VLAD analyses have the ability to detect runs of favourable or adverse outcomes and provide timely, regular updates as “real-time” reporting. Such analyses are feasible on a large scale and at low cost when they use readily available administrative data routinely collected from all hospitals.22 However, the accuracy of such data has been questioned because of variations in the results of same-condition mortality analyses that use different administrative datasets23 and between those using administrative versus clinical data.24,25

In response, Queensland Health has adopted a multitiered flagging mechanism which begins with clinicians first examining the validity of the administrative data and risk-adjustment models used for specific indicators.7 The accuracy of risk adjustment of administrative data may also be improved by adding a small number of readily available laboratory results26,27 or clinical variables28 to administrative datasets.

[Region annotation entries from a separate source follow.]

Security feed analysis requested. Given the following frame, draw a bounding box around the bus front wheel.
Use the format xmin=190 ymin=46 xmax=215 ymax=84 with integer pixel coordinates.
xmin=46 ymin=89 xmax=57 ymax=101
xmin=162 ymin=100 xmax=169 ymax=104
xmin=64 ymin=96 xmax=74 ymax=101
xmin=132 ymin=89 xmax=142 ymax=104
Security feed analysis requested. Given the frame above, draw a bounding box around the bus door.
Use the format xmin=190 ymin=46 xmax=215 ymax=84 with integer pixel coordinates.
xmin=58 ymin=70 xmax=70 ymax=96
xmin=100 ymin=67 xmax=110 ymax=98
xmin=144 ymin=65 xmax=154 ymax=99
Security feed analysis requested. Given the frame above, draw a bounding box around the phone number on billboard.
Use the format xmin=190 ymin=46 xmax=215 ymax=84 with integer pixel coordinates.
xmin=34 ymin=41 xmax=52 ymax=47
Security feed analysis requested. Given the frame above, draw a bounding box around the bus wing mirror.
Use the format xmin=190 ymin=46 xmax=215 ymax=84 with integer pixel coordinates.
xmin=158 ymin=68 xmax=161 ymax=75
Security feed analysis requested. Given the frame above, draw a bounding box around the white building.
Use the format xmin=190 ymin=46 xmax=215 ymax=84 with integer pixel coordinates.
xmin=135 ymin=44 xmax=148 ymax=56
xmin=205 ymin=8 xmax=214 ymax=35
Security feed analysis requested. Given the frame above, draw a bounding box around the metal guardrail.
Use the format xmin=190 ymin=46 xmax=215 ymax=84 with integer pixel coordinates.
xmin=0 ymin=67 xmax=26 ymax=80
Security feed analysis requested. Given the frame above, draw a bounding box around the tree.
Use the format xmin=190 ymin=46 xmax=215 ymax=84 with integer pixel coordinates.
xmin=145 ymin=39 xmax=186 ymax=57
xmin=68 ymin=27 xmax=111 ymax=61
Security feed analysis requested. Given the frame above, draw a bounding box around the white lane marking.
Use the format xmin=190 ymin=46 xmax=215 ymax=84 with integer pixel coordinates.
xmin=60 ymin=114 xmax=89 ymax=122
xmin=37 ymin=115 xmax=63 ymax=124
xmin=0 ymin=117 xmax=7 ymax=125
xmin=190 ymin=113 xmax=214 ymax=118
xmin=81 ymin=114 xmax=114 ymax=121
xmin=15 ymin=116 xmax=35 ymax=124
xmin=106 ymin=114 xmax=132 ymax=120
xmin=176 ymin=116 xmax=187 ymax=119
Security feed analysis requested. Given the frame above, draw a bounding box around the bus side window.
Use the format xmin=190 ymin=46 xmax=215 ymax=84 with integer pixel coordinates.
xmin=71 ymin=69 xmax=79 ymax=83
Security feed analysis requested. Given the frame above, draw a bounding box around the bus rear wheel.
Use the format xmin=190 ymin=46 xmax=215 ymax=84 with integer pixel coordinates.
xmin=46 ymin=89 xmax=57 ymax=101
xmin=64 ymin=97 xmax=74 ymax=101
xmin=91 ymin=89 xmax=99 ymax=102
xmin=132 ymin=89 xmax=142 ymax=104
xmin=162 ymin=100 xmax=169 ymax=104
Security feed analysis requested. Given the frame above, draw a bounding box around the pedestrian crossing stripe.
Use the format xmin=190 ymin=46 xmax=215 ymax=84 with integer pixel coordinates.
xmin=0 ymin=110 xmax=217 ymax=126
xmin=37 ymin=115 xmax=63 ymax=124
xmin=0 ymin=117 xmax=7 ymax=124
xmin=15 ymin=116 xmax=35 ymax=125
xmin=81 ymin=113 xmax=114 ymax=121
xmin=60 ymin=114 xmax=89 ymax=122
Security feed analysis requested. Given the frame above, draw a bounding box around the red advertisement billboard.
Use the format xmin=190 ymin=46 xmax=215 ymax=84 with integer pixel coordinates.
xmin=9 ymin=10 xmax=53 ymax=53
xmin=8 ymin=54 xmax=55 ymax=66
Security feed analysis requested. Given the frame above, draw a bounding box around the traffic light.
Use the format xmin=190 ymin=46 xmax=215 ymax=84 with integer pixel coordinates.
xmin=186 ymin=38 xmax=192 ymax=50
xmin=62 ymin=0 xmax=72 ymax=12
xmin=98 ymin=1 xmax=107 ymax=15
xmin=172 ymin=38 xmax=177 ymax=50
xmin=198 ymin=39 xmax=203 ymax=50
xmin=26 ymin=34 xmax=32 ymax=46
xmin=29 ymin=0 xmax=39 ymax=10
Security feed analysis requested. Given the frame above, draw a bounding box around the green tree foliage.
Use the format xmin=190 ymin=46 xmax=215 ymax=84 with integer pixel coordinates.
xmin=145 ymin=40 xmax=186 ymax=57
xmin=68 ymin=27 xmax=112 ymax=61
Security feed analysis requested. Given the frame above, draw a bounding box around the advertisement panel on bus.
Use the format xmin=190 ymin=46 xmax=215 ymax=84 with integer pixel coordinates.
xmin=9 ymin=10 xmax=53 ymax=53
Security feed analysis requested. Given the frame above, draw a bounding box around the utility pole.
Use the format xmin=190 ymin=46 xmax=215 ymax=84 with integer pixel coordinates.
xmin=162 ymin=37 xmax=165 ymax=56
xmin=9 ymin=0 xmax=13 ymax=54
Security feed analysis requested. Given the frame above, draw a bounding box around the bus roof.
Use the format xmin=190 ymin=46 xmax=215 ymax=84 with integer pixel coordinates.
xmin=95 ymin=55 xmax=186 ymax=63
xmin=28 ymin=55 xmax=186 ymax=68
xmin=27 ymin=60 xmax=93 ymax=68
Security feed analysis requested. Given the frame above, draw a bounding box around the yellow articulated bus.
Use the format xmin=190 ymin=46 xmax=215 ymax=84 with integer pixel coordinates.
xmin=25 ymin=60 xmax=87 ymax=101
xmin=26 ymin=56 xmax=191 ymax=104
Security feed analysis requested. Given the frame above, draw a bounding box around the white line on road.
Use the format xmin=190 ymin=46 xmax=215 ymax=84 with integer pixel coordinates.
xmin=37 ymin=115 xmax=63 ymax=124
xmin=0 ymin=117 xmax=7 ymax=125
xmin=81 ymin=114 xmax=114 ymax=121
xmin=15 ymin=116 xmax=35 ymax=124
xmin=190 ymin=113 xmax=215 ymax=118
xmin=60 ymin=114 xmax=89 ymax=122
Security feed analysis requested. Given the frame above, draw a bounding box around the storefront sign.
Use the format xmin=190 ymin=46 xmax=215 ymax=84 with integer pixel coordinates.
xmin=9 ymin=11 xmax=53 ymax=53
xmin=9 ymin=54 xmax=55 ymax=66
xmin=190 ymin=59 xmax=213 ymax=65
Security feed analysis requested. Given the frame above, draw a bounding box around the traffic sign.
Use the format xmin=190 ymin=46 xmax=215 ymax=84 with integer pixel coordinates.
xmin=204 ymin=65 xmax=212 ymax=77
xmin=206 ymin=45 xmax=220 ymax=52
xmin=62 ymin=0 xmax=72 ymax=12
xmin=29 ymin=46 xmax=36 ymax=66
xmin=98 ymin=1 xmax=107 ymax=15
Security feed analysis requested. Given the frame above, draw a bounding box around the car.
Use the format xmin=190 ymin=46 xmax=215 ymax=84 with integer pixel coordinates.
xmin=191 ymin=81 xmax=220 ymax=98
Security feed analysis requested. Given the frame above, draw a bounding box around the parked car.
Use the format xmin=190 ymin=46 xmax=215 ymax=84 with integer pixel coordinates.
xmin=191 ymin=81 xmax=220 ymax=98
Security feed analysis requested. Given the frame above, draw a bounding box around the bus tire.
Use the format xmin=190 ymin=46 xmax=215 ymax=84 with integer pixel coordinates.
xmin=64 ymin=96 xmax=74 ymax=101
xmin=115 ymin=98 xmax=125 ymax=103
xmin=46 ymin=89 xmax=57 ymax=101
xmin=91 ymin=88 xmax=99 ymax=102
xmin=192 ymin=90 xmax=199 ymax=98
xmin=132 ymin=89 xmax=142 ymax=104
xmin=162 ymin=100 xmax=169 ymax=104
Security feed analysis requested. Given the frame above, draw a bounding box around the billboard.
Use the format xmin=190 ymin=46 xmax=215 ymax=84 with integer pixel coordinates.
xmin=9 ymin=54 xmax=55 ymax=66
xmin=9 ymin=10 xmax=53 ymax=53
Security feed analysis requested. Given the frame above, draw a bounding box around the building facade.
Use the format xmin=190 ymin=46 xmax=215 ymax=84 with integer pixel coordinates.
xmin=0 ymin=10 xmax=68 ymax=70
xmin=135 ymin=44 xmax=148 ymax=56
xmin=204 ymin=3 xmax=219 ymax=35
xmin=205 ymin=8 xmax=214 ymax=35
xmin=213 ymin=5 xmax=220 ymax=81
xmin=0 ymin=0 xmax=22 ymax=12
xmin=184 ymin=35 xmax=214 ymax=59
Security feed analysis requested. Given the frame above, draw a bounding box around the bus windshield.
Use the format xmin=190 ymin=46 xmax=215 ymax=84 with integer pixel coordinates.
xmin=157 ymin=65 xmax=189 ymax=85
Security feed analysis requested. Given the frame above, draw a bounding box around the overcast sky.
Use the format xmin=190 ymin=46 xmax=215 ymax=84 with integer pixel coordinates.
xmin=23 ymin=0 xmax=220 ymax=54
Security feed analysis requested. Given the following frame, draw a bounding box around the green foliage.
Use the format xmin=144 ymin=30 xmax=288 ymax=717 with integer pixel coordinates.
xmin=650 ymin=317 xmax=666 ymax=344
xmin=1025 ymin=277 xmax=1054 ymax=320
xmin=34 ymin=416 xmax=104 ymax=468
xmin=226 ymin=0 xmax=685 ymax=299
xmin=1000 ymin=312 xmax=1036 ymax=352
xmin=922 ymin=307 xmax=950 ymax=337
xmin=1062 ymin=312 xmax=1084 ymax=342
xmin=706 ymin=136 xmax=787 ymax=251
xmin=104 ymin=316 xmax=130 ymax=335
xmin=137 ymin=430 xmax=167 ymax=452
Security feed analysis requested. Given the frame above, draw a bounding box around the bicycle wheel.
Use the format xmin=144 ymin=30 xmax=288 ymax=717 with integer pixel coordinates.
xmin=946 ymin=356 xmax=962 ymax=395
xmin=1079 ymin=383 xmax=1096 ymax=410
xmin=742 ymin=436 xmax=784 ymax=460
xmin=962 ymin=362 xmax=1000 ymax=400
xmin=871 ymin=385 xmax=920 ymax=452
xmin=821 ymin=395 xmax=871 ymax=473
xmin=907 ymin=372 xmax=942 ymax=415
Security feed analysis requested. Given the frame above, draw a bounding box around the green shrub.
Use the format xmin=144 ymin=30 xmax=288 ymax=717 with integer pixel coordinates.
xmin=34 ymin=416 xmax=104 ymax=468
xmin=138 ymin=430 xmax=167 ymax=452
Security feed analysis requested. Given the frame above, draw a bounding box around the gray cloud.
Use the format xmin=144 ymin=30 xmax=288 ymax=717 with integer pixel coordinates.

This study suggests that a-priori determination of appropriate patient selection criteria may be an even more important consideration than risk adjustment in preventing VLAD analyses unfairly labelling individual institutions as being poor performers. Coding practices in regard to admission status, diagnosis or complication, and verifiable cause of death need to be reviewed and standardised with input from clinicians. Audit-based coding error rates of 17% for principal discharge diagnoses and missing-diagnosis rates of 27% across Queensland hospitals (KPMG Consulting. Casemix coding audit and process review, 2002) need to be corrected if VLAD analyses are to adequately account for differences in risk between hospitals29 and be acceptable to clinicians.30 Mandated use of clinician-verified primary data contained within regularly audited structured discharge summaries may be one possible solution.

The early experience of Queensland Health with VLADs has shown that many flags, indicating that review is required, relate to data coding problems and inadequate risk adjustment; correction of these has resulted in flag cancellation. Data collected between 1 July 2004 and 30 September 2007 at the study hospital have not given rise to any further flags (Kirstine Sketcher-Baker, Senior Analyst, Quality Management Statistical Unit, personal communication, 2007), which may reflect improved coding.

Finally, VLADs and related tools do not, in themselves, provide definitive proof of, or explanations for, lower quality care. Their results should not be used in interhospital comparisons for purposes of ranking, but to monitor outcomes within single institutions over time. If excess mortality is found, then in-depth, clinician-led investigations should be initiated to identify and remedy system-of-care problems (including inadequate resourcing) or impaired professional performance.